Periodic Reporting for period 1 - DIGIBIO (Centre for Digitalisation of Biology Towards the Next-Generation of Biosustainable Products)
Reporting period: 2023-09-01 to 2025-02-28
Biological innovation is fundamentally changing our ability to address major challenges in energy, healthcare, food security, and climate change. Realizing the potential of bioengineering and digitalisation demands integrated expertise, cutting-edge infrastructure, and strong industry links. Estonia’s dynamic research environment makes it well-suited to lead this transformation, but achieving leadership in digital biology and biosustainability depends on scaling up its R&D capabilities.
Overall Project Objectives
DigiBio unites the University of Tartu, TalTech, and DTU to upgrade the Estonian Centre for Bioengineering (ECB) into the autonomous Estonian Bioengineering Centre (EBC), a state-of-the-art Centre of Excellence. By combining Estonian and Danish strengths, DigiBio will build a European hub for digital biology and biosustainability, driving the digital transformation of biosciences and serving as a launchpad for innovative research, start-ups, and impactful collaborations.
Key Actions and Approach
The project is structured around seven work packages:
- Coordinated project and consortium management.
- Institutional transformation, giving EBC its own legal and financial independence.
- Establishment of the Bioengineering Digitalisation Platform (BDP) to accelerate the “design-build-test-learn” cycle, integrating computation, biology, and FAIR data.
- Establishment of the Biofoundry, with automated workflows for genetic engineering and biomanufacturing, enabling rapid prototyping and optimisation.
- Human capital development, providing education and diverse career pathways to nurture future biotech leaders.
- Long-term sustainability through developing industry links, business incubators, the Bioeconomy Development Foundation, and tech transfer.
- Engagement and dissemination activities: open collaboration, workshops, and partnerships at national and international levels.
Significance and Expected Impact
DigiBio is poised to make Estonia a leader in digital bioengineering, upgrading research infrastructure, attracting talent and funding, and fostering scientific discoveries. It will accelerate economic and industrial growth via new partnerships, technologies and bio-based products, support high-quality training, and address environmental and societal needs. By nurturing a robust innovation ecosystem, DigiBio will ensure long-term benefits for Estonia, Europe, and beyond through next-generation biotechnologies and strong public-private networks.
Establishing the Biofoundry:
Labs at UTARTU and TalTech were renovated and equipped with new furniture and state-of-the-art instruments, including high-throughput spectrophotometers, incubators, automated liquid handlers, colony picking robots, mass spectrometers, and plate readers. These upgrades enable automated, data-driven research and scalable pilot projects.
Progress in Methodologies and Platforms:
TalTech implemented a bioinformatics platform for enzyme design and is converting manual workflows to automated processes, creating a unified high-throughput system for enzyme discovery and protein engineering. At UTARTU, a pilot project began developing a cell-free system to prototype genetic parts and pathways in microbes. After initial manual experiments, processes are now shifting to high-throughput automation, increasing capacity for rapid, parallel testing and accelerating new biosynthetic routes for sustainable chemical and biomaterial production.
Future Directions:
By the end of the period, the basis for fully automated biofoundry research was in place. The consortium will now expand research with advanced computational tools and machine learning, supporting rapid development of sustainable biotechnologies and continued excellence in European bioengineering.
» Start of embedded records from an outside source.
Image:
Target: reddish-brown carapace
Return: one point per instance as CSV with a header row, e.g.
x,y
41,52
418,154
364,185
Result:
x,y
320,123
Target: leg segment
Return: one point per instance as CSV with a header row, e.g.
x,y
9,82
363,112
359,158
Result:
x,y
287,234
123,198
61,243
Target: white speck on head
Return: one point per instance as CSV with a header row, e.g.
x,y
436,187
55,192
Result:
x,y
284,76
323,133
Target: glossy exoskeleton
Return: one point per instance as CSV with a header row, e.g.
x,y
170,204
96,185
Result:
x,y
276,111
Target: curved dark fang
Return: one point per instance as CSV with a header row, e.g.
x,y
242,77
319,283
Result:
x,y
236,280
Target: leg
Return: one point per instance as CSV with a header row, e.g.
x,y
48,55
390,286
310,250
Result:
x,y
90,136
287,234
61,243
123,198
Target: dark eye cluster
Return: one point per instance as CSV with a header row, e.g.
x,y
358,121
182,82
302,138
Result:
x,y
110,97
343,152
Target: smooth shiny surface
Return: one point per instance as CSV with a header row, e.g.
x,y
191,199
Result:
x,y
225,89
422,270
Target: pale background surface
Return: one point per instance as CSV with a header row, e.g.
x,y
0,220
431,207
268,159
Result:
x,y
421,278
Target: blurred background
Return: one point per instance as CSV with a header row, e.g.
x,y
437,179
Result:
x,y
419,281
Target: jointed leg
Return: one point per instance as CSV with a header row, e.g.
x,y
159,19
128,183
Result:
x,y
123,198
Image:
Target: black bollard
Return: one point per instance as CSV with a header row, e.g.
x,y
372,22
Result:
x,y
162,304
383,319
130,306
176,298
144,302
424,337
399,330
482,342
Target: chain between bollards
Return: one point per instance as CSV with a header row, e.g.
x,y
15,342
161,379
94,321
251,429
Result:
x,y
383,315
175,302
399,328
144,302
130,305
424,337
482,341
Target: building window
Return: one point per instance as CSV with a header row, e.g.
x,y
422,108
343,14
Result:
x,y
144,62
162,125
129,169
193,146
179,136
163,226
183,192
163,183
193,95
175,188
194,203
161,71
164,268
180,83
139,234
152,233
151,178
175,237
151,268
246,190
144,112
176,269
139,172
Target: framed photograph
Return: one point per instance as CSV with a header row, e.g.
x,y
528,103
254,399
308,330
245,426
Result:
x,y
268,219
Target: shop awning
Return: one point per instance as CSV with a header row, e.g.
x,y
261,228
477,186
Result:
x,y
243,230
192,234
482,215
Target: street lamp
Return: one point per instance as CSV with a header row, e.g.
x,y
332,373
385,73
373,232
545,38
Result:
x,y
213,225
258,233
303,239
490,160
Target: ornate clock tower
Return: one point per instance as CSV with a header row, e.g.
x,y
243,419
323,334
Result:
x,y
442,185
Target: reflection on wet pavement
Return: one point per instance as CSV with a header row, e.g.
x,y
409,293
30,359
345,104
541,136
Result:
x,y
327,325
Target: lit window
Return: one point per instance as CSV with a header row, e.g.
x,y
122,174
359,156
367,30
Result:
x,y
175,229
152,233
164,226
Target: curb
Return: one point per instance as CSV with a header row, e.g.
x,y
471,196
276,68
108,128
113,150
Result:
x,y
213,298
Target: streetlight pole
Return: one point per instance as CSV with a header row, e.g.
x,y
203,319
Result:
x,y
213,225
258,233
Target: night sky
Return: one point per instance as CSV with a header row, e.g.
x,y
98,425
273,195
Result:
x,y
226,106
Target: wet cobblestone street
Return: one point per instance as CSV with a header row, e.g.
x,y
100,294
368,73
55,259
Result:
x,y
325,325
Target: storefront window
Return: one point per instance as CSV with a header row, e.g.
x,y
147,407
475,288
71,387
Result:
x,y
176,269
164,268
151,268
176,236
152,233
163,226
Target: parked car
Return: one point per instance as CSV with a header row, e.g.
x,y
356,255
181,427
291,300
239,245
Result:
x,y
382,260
A central achievement is the creation of a cutting-edge Bioengineering Digitalisation Platform (BDP), integrating automated lab infrastructure with advanced data management and analytics. This enables rapid “design-build-test-learn” cycles and unites experimental workflows with bioinformatics and machine learning. Consequently, the consortium can run large-scale, parallel biological experiments and accelerate new strains, enzymes, and bioprocesses for a sustainable bioeconomy.
Both UTARTU and TalTech now house fully automated labs with advanced tools: high-throughput spectrophotometers, liquid handlers, colony pickers, and mass spectrometers. These enhancements, together with custom bioinformatics platforms, empower Estonia and the Baltic region to lead in synthetic biology, metabolic engineering, and data-driven research.
DigiBio’s international impact is underscored by more than 40 research articles in high-impact journals, nine new research collaborations across fields, and €12.5 million in additional funding. By bridging science and industry via the Sustainable Innovation Office and Bioeconomy Development Foundation, DigiBio offers direct access to advanced bioengineering services and expertise to businesses and stakeholders.
To maximise the economic and societal value of its achievements, DigiBio highlights the need for ongoing research, open-access data policies, continued investment, robust IPR, and regulatory dialogue supporting digital bioengineering innovation across Europe. DigiBio’s solutions now serve as a model for digital biofoundries and translational research pipelines, driving progress in sustainability, health, and digital biology.